Pero esto no reemplaza el criterio humano ni la creatividad. Al contrario, los vuelve más importantes.
La IA puede procesar señales, encontrar patrones y evaluar alternativas a una velocidad que antes era impensable. Pero las mejores ideas siguen naciendo de entender tensiones culturales, hábitos, emociones y comportamientos reales. La tecnología puede acelerar el proceso, pero el criterio experto sigue siendo clave para interpretar qué significa una señal, qué oportunidad representa y cómo puede convertirse en una decisión de negocio.
Por eso, el futuro no está en elegir entre intuición o inteligencia artificial. Está en combinar entendimiento humano, data confiable, tecnología y experiencia estratégica para construir marcas más relevantes, diferentes y preparadas para crecer.

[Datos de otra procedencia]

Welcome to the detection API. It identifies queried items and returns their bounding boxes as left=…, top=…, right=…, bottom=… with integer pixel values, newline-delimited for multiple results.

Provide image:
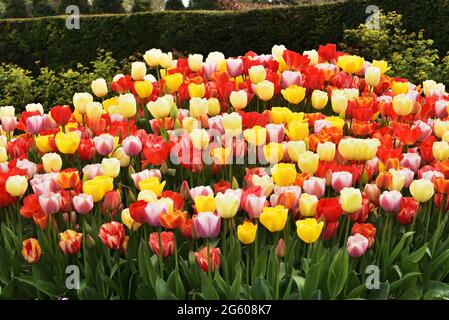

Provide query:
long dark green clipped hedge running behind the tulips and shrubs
left=0, top=0, right=449, bottom=70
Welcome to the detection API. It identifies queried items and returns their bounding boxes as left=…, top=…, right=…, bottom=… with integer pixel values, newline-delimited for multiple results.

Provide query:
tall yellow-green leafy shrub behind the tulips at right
left=342, top=12, right=448, bottom=83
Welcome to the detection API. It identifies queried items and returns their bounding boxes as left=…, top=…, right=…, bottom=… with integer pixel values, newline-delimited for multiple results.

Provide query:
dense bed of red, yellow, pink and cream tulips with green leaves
left=0, top=44, right=449, bottom=299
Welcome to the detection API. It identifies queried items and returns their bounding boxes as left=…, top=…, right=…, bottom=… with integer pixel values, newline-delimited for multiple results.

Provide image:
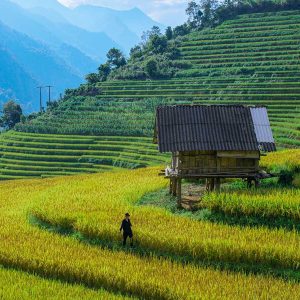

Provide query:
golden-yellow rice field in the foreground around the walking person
left=0, top=151, right=300, bottom=299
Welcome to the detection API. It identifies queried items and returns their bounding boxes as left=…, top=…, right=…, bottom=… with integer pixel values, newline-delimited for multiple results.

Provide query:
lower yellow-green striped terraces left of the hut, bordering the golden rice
left=0, top=131, right=166, bottom=180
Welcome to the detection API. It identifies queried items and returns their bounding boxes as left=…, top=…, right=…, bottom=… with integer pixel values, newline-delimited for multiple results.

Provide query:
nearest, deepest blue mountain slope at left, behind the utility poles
left=0, top=23, right=82, bottom=110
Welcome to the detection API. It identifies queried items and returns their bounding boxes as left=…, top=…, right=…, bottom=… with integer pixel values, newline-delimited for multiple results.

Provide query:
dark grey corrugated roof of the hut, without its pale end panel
left=156, top=105, right=276, bottom=152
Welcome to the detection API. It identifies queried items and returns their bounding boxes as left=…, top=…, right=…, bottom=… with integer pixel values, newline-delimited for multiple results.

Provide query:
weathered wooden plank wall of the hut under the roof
left=172, top=151, right=260, bottom=175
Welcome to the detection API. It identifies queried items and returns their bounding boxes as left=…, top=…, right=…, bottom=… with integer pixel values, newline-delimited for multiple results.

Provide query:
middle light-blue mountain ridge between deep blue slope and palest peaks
left=0, top=0, right=119, bottom=62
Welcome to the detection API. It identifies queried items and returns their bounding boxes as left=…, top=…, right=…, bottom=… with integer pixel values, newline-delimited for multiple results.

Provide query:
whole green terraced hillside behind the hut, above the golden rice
left=0, top=11, right=300, bottom=179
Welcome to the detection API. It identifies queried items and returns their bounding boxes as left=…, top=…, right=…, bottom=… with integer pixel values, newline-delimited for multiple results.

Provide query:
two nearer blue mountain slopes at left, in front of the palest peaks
left=0, top=0, right=113, bottom=112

Probablemente ahí está uno de los cambios más importantes para las marcas: la creatividad sigue siendo diferencial, pero hoy también necesita demostrar capacidad de desempeño. Y en la era de la IA, lanzar sin entender cómo puede responder el mercado implica asumir riesgos cada vez más altos.
Antes de lanzar, las marcas necesitan algo más que una buena idea. Necesitan claridad sobre su potencial, evidencia para priorizarla y criterio para convertirla en crecimiento. Porque el crecimiento sostenible nace de la construcción de propuestas que sean significativamente diferentes para las personas y de permanecer presentes en su mente en los momentos de decisión.